Real-world lessons from architecting and shipping MCP-based agentic AI workflows at scale — pitfalls, patterns, and performance tips from the frontlines at Intuit.
When Anthropic released the Model Context Protocol (MCP) spec in late 2024, it quietly shifted how we think about AI integration in production systems. Instead of ad-hoc API wrappers, MCP gives you a structured, typed interface between an AI model and the tools it can use. At Intuit, I was tasked with being one of the first engineers to take this from proof-of-concept to production — and it taught me a lot.
Our MCP server for QuickBooks content generation sits between the AI model and a set of internal CMS APIs. Here's the simplified flow we settled on after several iterations of design and real-world testing:
// mcp-server/src/index.ts
import { MCPServer, Tool } from '@anthropic/mcp-sdk';
const server = new MCPServer({
name: 'quickbooks-content-agent',
version: '1.0.0',
});
server.addTool('generate_content', {
description: 'Generate QB help article from a topic',
inputSchema: {
type: 'object',
properties: {
topic: { type: 'string' },
audience: { type: 'string' },
tone: { type: 'string', enum: ['formal', 'conversational'] }
},
required: ['topic', 'audience']
},
handler: async (input) => {
const draft = await callInternalCMS(input);
return { content: draft };
}
});
server.listen(3000);
console.log('MCP Server running on port 3000');
The single biggest reliability improvement came from strict JSON Schema validation on every tool input and output. Early in development, the AI would occasionally pass malformed inputs that crashed our downstream CMS APIs. Adding Zod validation at the MCP boundary reduced these errors to zero overnight.
import { z } from 'zod';
const GenerateInputSchema = z.object({
topic: z.string().min(3).max(200),
audience: z.enum(['small-business', 'accountant', 'enterprise']),
tone: z.enum(['formal', 'conversational'])

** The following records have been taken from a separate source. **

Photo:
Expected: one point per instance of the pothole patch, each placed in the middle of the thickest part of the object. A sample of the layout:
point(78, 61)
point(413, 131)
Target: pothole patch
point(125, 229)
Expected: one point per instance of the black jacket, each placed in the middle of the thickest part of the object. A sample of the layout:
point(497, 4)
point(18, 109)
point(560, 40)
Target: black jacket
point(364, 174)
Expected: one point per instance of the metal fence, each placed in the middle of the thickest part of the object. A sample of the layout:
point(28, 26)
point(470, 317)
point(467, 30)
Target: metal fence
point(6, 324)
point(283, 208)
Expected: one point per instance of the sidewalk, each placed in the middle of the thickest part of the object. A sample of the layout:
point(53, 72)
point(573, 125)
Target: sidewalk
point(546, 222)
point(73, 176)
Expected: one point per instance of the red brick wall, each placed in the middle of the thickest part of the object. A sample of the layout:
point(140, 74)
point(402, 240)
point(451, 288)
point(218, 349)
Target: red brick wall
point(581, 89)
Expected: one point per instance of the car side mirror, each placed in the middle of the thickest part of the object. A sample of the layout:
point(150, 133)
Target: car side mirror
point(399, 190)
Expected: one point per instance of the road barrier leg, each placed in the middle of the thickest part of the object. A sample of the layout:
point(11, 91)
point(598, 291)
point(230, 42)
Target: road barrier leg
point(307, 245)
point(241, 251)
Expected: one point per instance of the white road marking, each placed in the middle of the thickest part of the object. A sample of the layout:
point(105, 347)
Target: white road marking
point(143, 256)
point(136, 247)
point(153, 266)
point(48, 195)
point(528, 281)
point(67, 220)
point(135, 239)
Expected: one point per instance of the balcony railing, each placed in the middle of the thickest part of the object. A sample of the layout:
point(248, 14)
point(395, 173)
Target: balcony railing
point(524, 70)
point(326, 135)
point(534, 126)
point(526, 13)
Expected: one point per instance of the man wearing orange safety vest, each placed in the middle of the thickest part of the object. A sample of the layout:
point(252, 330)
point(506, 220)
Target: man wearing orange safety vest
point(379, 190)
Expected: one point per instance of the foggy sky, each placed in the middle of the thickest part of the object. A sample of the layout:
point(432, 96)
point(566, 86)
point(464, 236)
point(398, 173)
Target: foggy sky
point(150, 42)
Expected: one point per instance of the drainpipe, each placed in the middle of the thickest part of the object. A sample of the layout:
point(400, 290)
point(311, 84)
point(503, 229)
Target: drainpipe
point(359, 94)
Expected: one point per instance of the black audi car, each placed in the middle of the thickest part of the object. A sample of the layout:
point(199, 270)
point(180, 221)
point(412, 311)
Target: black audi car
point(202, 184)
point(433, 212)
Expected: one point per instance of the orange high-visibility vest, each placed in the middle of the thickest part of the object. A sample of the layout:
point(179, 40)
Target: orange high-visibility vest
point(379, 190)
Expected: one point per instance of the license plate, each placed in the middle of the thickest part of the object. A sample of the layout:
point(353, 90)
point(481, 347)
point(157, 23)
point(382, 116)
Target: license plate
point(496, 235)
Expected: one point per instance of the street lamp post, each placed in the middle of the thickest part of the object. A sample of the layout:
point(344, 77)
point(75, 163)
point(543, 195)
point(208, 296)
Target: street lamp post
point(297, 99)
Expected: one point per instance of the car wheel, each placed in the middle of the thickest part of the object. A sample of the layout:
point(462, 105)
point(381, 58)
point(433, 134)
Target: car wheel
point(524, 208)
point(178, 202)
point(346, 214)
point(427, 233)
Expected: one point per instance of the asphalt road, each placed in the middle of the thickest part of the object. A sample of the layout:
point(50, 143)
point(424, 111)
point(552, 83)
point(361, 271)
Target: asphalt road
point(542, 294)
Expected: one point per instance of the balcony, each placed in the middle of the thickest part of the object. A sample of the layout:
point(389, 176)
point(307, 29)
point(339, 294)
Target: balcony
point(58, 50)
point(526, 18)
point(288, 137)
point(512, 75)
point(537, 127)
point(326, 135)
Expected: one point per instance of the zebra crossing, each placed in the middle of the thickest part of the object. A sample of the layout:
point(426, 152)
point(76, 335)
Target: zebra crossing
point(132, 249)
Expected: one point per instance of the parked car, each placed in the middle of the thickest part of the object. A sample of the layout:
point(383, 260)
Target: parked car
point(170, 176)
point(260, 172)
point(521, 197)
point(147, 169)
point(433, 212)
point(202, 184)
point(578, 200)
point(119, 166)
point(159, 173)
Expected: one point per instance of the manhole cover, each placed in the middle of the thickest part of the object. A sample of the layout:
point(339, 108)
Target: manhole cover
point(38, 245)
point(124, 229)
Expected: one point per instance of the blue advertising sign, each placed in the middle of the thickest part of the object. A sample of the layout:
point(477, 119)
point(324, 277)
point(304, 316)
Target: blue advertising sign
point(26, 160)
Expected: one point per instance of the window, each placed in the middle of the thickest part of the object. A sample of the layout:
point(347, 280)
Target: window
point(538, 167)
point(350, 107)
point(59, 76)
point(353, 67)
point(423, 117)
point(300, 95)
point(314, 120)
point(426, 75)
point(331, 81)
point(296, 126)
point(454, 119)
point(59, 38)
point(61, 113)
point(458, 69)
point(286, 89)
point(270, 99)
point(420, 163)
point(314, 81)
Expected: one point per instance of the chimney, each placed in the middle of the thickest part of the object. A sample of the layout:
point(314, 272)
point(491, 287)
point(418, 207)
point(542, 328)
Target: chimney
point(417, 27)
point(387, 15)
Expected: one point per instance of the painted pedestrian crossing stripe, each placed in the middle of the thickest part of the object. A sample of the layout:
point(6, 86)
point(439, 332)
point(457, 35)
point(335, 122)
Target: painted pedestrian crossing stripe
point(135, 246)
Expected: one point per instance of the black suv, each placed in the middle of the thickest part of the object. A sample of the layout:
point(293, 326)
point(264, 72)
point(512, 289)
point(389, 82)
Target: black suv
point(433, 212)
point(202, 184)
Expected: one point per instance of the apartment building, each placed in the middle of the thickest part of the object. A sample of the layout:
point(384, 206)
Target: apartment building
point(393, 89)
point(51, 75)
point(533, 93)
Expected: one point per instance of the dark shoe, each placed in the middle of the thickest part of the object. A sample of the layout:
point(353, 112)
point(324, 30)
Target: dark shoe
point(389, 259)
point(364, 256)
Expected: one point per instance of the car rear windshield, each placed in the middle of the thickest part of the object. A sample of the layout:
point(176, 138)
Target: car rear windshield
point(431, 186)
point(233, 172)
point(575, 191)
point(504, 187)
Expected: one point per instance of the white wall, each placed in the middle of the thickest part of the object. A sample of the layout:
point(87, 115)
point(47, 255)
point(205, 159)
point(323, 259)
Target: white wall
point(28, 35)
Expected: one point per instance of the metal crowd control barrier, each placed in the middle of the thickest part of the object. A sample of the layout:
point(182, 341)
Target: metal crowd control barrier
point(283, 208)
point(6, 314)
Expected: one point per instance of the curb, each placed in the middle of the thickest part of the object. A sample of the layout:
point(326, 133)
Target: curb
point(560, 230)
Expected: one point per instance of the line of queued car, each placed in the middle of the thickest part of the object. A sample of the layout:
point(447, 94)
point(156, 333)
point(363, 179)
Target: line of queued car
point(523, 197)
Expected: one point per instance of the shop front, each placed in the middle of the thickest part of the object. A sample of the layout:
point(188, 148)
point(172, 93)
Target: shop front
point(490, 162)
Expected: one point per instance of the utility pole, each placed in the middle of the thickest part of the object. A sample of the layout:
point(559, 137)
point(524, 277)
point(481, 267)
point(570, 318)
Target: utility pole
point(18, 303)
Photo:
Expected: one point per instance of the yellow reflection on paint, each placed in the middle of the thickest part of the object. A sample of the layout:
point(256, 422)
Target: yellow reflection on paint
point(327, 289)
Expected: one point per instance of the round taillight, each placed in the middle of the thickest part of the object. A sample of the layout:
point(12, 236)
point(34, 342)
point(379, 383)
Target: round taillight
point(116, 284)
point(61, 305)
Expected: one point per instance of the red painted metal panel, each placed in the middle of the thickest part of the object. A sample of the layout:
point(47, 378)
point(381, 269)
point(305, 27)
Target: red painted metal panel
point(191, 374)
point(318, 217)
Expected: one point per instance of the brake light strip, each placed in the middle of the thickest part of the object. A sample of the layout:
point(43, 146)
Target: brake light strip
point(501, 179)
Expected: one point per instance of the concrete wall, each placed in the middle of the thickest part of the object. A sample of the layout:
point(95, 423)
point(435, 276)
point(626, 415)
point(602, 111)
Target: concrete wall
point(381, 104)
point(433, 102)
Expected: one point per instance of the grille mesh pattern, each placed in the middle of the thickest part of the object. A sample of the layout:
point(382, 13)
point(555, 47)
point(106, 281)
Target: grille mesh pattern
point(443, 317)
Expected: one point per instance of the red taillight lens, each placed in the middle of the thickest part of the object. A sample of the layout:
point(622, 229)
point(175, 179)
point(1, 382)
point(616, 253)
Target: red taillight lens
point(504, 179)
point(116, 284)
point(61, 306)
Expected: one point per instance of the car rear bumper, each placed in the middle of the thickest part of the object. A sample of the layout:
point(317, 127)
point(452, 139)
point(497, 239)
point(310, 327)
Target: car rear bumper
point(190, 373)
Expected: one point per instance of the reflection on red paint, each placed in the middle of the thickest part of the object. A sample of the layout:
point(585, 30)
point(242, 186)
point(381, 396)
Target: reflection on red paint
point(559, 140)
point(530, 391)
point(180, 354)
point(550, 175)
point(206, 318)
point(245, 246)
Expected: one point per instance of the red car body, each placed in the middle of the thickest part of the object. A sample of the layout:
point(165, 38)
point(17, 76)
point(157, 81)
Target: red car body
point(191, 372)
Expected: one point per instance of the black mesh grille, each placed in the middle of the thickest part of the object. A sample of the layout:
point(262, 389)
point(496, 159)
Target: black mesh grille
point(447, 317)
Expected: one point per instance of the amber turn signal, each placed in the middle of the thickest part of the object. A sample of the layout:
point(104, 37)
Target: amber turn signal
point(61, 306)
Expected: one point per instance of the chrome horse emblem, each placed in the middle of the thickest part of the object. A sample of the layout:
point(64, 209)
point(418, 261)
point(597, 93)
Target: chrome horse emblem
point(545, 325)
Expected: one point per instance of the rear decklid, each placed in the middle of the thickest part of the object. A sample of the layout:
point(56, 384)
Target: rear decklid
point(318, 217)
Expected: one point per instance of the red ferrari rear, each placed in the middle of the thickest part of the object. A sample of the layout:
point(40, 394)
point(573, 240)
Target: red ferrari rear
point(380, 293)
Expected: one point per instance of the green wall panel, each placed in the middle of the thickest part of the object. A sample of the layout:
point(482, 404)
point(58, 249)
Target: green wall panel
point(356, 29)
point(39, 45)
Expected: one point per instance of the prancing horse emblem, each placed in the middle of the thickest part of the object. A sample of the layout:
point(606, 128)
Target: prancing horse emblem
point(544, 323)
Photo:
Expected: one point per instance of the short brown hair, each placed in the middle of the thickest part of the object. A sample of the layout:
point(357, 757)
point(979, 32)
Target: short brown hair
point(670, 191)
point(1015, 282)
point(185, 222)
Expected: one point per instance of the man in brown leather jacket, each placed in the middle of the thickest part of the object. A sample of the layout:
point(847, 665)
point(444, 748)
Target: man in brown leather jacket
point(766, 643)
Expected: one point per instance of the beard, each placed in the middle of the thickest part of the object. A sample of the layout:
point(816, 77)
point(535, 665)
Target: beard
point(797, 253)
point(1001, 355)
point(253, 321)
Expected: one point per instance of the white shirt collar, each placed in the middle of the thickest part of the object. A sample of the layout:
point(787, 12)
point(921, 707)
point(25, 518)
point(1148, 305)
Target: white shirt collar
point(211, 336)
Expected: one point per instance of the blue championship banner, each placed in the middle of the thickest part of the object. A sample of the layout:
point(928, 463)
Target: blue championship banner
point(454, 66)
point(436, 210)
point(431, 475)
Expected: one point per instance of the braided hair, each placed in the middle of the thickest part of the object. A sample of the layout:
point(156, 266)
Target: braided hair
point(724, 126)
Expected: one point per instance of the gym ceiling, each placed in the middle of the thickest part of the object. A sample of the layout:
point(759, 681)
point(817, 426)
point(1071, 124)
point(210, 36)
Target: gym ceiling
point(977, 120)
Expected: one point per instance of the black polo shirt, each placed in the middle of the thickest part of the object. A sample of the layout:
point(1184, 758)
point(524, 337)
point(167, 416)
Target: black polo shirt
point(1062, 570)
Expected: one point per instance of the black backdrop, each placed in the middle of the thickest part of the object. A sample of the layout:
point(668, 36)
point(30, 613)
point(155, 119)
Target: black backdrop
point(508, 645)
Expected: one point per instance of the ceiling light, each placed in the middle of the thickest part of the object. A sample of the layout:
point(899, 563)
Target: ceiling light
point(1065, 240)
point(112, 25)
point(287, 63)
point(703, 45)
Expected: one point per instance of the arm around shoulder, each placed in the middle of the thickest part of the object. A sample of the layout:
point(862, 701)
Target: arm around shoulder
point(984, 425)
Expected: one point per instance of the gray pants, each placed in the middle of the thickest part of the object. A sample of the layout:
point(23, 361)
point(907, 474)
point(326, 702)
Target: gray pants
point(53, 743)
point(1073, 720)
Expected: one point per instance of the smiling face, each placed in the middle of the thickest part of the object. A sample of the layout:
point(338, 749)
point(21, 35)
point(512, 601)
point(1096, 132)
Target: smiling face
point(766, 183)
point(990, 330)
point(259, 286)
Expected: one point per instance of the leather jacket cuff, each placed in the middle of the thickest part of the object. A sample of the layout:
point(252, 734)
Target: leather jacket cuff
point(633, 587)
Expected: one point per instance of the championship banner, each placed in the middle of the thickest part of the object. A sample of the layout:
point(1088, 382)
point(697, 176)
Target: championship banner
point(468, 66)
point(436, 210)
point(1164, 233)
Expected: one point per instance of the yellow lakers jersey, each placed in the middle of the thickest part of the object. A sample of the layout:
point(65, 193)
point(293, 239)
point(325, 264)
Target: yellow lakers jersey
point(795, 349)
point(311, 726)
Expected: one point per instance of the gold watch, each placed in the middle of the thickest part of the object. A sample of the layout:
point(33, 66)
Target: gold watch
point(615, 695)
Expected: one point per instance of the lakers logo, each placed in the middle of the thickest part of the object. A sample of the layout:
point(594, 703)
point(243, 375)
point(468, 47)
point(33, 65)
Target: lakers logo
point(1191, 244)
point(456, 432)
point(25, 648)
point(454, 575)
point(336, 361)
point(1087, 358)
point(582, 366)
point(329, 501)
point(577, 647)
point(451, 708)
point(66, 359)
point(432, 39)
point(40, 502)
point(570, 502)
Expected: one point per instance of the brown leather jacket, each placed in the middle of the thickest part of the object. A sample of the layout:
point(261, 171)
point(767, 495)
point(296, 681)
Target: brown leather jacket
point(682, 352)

.default('conversational'),
});
// Validate before passing to handler
const parsed = GenerateInputSchema.safeParse(rawInput);
if (!parsed.success) {
throw new MCPToolError('Invalid input', parsed.error);
}
AI agents can be surprisingly aggressive about calling tools in loops. Without rate limiting, a single runaway agent session cost us $80 in LLM API calls during QA testing. We added a token-bucket rate limiter per session and a hard cap on tool call depth.
Traditional request logging doesn't cut it for agentic workflows. We built a custom trace logger that records the full tool call chain per session — input, output, latency, token count, and model version. This was invaluable for debugging non-deterministic failures that happened only in production.
// trace-logger.ts — Full session observability
interface ToolCallTrace {
sessionId: string;
toolName: string;
input: unknown;
output: unknown;
latencyMs: number;
tokenCount: number;
model: string;
timestamp: string;
error?: string;
}
export async function withTrace<T>(
meta: Omit<ToolCallTrace, 'latencyMs' | 'timestamp'>,
fn: () => Promise<T>
): Promise<T> {
const start = Date.now();
try {
const result = await fn();
await logTrace({ ...meta, latencyMs: Date.now() - start,
timestamp: new Date().toISOString() });
return result;
} catch (err) {
await logTrace({ ...meta, error: String(err),
latencyMs: Date.now() - start,
timestamp: new Date().toISOString() });
throw err;
}
}
Our MCP server sits in the critical path for content authoring. When the AI model is unavailable or rate-limited, we fall back to a template-based generation system so authors are never blocked. Never make an AI agent a single point of failure in a production workflow.
We made the mistake early on of hardcoding prompts inside the MCP handler functions. When we needed to update a prompt, it required a full deployment. We moved all prompts to a versioned config store — now prompt updates are zero-downtime config changes, and we can A/B test prompt variants with zero code changes.
After 6 months in production, the QuickBooks Content Agent has generated over 4,000 draft articles, reduced average authoring time from 45 minutes to 30 minutes per article (a 33% reduction), and achieved a 94% author satisfaction rate on first drafts — surpassing our original 30% effort reduction target.